13. When the systolic and diastolic pressures approach, heart failure is imminent either when pressure picture is high or low.

When all these factors are taken into consideration, it becomes apparent that the diastolic pressure is most important, if not the most important part of the pressure picture.

Up to within a very brief time all the statistical evidence of blood pressure was based on systolic readings alone. This data is most valuable and much has been learned as to diagnosis and prognosis, but it is a mass of data based on a one-sided picture and can not be as valuable as the statistics which will undoubtedly be published later when all the pressure picture figures can be analyzed.

Pulse Pressure

The pulse pressure is the actual head of pressure which is forcing the blood to the periphery. At every systole a certain amount of blood 75-90 c.c. (Howell) is thrown violently into an already comfortably filled aorta. The sudden ejection of this blood instigates a wave which rapidly passes down the arteries as the pulse wave. The elastic recoil of the aorta and large arteries near the heart contract upon the blood and keep it moving during diastole. Normally the blood-vessels are highly elastic tubes with an almost perfect coefficient of elasticity. The pulse pressure varies under normal conditions from 30 to 50 mm. Hg. There is a very definite relationship between the velocity of blood and the pulse pressure which is expressed thus; velocity = pulse rate × pulse pressure.[5]

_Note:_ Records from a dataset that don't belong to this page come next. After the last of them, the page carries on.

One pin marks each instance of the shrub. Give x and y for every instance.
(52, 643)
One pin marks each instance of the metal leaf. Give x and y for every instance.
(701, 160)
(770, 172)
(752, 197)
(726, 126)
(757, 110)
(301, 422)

Further it has been demonstrated that under normal conditions and during various procedures—the pulse pressure is a reliable index of the systolic output.[6]

Increased pulse pressure therefore goes hand in hand with greater systolic output. Physiologically this is most ideally seen during exercise. Following exercise the pulse rate increases, the systolic pressure rises greatly, the diastolic slightly or not at all. The pulse pressure therefore is increased. The velocity also is much increased. The call comes for more blood and the heart responds. In the chronic high pulse pressures there are four correlated conditions which, so far as I have studied them, are always present. These are: (1) An increase in size of the cavity of the left ventricle. The ventricle actually by measurement contains more blood than normal, and therefore throws out more blood at every systole. The volume output is greater per unit of time. (2) There is actual permanent increase in diameter of the arch of the aorta. This is a compensating process to accommodate the increased charge from the left ventricle. (3) There are on careful auscultation over the manubrium, particularly the lower half, breath sounds which vary from bronchial to intensely tubular, depending upon the anatomic placing of the aorta, the shape of the chest, and the degree of dilatation. Often there is very slight impairment of the percussion note as well. (4) There is increase in size of all the large distributing arteries, carotids, brachials, femorals, renals, celiac axis, etc., with fibrous changes in the media, loss of some elasticity, and increase in size of the pulse wave. Increased pulse pressure means increased volume output, but does not always mean increased velocity. The proper distribution of blood to the various organs of the body is regulated by the vasomotor system acting upon the small arteries which contain considerable unstriated muscle. When fibrous arteriosclerosis is present there is loss of elasticity in the distributing arteries and a greater volume of blood must be thrown out by the ventricle at every systole in order that every organ shall have its full quota of blood. A force which is sufficient to send blood through elastic normal distributing tubes becomes totally insufficient to send the same amount of blood through tortuous and more or less inelastic tubes.

It is evident then that pulse pressure is exceedingly important. It can only be determined by measuring both the systolic and diastolic pressure. The pulse rate must also be known in order to compute the velocity. It is essential to have the whole pressure picture for all cases if correct conclusions are to be drawn.

In an irregular heart, especially in the cases due to myocardial disease, it is quite impossible to determine the true diastolic pressure. One can only approximate it and say that the pulse pressure is low or high. As a matter of fact the real systolic pressure can not be determined. For this figure the place on the scale where most of the beats are heard may be taken for the average systolic pressure. No one can seriously maintain that he can measure the diastolic pressure under all circumstances.